Hi guys. I'm trying to rearrage an equation using the natural log and I thought I had it correct but am now struggling. I need to rearange it into the form: y=a0 + a1*C. Where a0 and a1 are some combination of the other variables and numbers below

Homework Equations



H = ((2^(X-1))-1)/(K*(X-1)*C^(X-1))

H,X,K and C are all variables

The Attempt at a Solution



I've tried rearanging using log laws but I now think it might be wrong.


ln(H) = ln(2^(X-1)-1) - ln(K*(X-1)) - (X-1)*ln(C)

But I'm not sure if this is legal considering the equation could be rearranged to:

H = (2^(X-1))/(K*(X-1)*C^(X-1)) - 1/(K*(X-1)*C^(X-1))

Can I then apply log as follows:

ln(H) = ln(2^(X-1))/(K*(X-1)*C^(X-1)) - ln(1/(K*(X-1)*C^(X-1)))

or can I only apply log once to each side, eg:

ln(H) = ln((2^(X-1))/(K*(X-1)*C^(X-1))- 1/(K*(X-1)*C^(X-1)))
 

Answers and Replies

  • #2
BruceW
Homework Helper
3,611
119
ln(H) = ln(2^(X-1)-1) - ln(K*(X-1)) - (X-1)*ln(C)
H = (2^(X-1))/(K*(X-1)*C^(X-1)) - 1/(K*(X-1)*C^(X-1))
These two are fine.
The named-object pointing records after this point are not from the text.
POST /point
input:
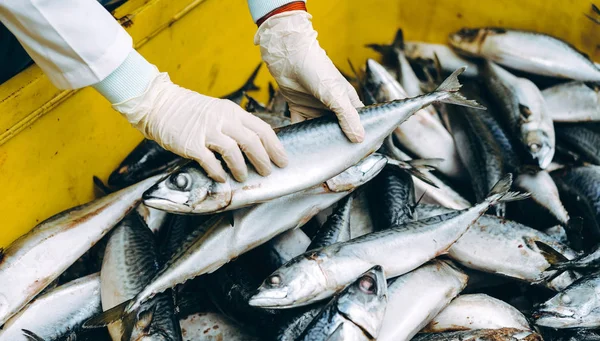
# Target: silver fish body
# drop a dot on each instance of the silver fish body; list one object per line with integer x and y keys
{"x": 130, "y": 262}
{"x": 526, "y": 51}
{"x": 449, "y": 59}
{"x": 477, "y": 311}
{"x": 355, "y": 314}
{"x": 573, "y": 102}
{"x": 320, "y": 140}
{"x": 523, "y": 107}
{"x": 504, "y": 334}
{"x": 43, "y": 252}
{"x": 57, "y": 312}
{"x": 418, "y": 296}
{"x": 544, "y": 192}
{"x": 226, "y": 238}
{"x": 577, "y": 306}
{"x": 209, "y": 326}
{"x": 422, "y": 134}
{"x": 318, "y": 274}
{"x": 582, "y": 138}
{"x": 504, "y": 247}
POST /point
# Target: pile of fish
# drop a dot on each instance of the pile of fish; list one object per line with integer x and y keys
{"x": 471, "y": 211}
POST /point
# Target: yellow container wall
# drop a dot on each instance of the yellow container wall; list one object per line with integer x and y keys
{"x": 53, "y": 142}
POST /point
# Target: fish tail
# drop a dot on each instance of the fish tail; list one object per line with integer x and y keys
{"x": 501, "y": 192}
{"x": 449, "y": 92}
{"x": 558, "y": 262}
{"x": 107, "y": 317}
{"x": 417, "y": 168}
{"x": 31, "y": 336}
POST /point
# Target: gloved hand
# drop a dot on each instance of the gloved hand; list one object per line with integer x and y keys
{"x": 306, "y": 76}
{"x": 194, "y": 126}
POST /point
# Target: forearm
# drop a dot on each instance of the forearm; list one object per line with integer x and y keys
{"x": 260, "y": 8}
{"x": 75, "y": 42}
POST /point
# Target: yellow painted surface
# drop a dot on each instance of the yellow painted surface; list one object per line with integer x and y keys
{"x": 53, "y": 142}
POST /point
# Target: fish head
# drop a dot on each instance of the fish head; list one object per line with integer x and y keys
{"x": 540, "y": 147}
{"x": 364, "y": 301}
{"x": 468, "y": 40}
{"x": 298, "y": 282}
{"x": 577, "y": 306}
{"x": 188, "y": 190}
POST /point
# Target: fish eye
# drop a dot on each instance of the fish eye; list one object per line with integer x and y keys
{"x": 275, "y": 280}
{"x": 181, "y": 181}
{"x": 367, "y": 285}
{"x": 535, "y": 147}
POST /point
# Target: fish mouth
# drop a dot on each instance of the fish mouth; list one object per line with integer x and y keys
{"x": 165, "y": 204}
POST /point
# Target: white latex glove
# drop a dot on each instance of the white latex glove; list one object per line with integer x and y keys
{"x": 306, "y": 76}
{"x": 194, "y": 126}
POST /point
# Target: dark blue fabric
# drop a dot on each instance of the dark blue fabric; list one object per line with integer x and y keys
{"x": 13, "y": 58}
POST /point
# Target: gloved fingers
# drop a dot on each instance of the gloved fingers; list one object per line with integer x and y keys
{"x": 268, "y": 139}
{"x": 210, "y": 164}
{"x": 296, "y": 117}
{"x": 252, "y": 146}
{"x": 231, "y": 154}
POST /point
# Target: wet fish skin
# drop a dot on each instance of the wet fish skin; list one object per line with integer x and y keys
{"x": 210, "y": 326}
{"x": 584, "y": 139}
{"x": 524, "y": 110}
{"x": 63, "y": 309}
{"x": 531, "y": 52}
{"x": 575, "y": 307}
{"x": 544, "y": 192}
{"x": 449, "y": 60}
{"x": 477, "y": 311}
{"x": 422, "y": 134}
{"x": 392, "y": 198}
{"x": 504, "y": 247}
{"x": 223, "y": 237}
{"x": 131, "y": 259}
{"x": 318, "y": 274}
{"x": 189, "y": 190}
{"x": 148, "y": 158}
{"x": 336, "y": 228}
{"x": 42, "y": 250}
{"x": 579, "y": 189}
{"x": 573, "y": 102}
{"x": 355, "y": 314}
{"x": 504, "y": 334}
{"x": 417, "y": 297}
{"x": 478, "y": 150}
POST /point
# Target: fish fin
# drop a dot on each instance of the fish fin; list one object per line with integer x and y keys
{"x": 450, "y": 87}
{"x": 128, "y": 323}
{"x": 398, "y": 42}
{"x": 250, "y": 85}
{"x": 558, "y": 262}
{"x": 100, "y": 186}
{"x": 144, "y": 320}
{"x": 271, "y": 92}
{"x": 550, "y": 254}
{"x": 501, "y": 191}
{"x": 253, "y": 105}
{"x": 416, "y": 167}
{"x": 31, "y": 336}
{"x": 107, "y": 317}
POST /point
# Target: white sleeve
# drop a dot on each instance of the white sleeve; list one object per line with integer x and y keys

But
ln(H) = ln(2^(X-1))/(K*(X-1)*C^(X-1)) - ln(1/(K*(X-1)*C^(X-1)))
Is not right. You can only apply log once to each side (as you said), it would be:
ln(H) = ln((2^(X-1))/(K*(X-1)*C^(X-1))- 1/(K*(X-1)*C^(X-1)))

But What is it you are trying to do? Get C to be the subject of the equation?
 
  • #3
I was trying to rearrange it to the form:

y= a0 +a1*C

or

ln(y) = a0 + a1*ln(C)

I was trying to do this so a program called polymath could determine the a0 and a1 (using experimental date), so that I could find the parameters X and K for the given set of data.

I have since worked it out though. Thank you for your help anyway though.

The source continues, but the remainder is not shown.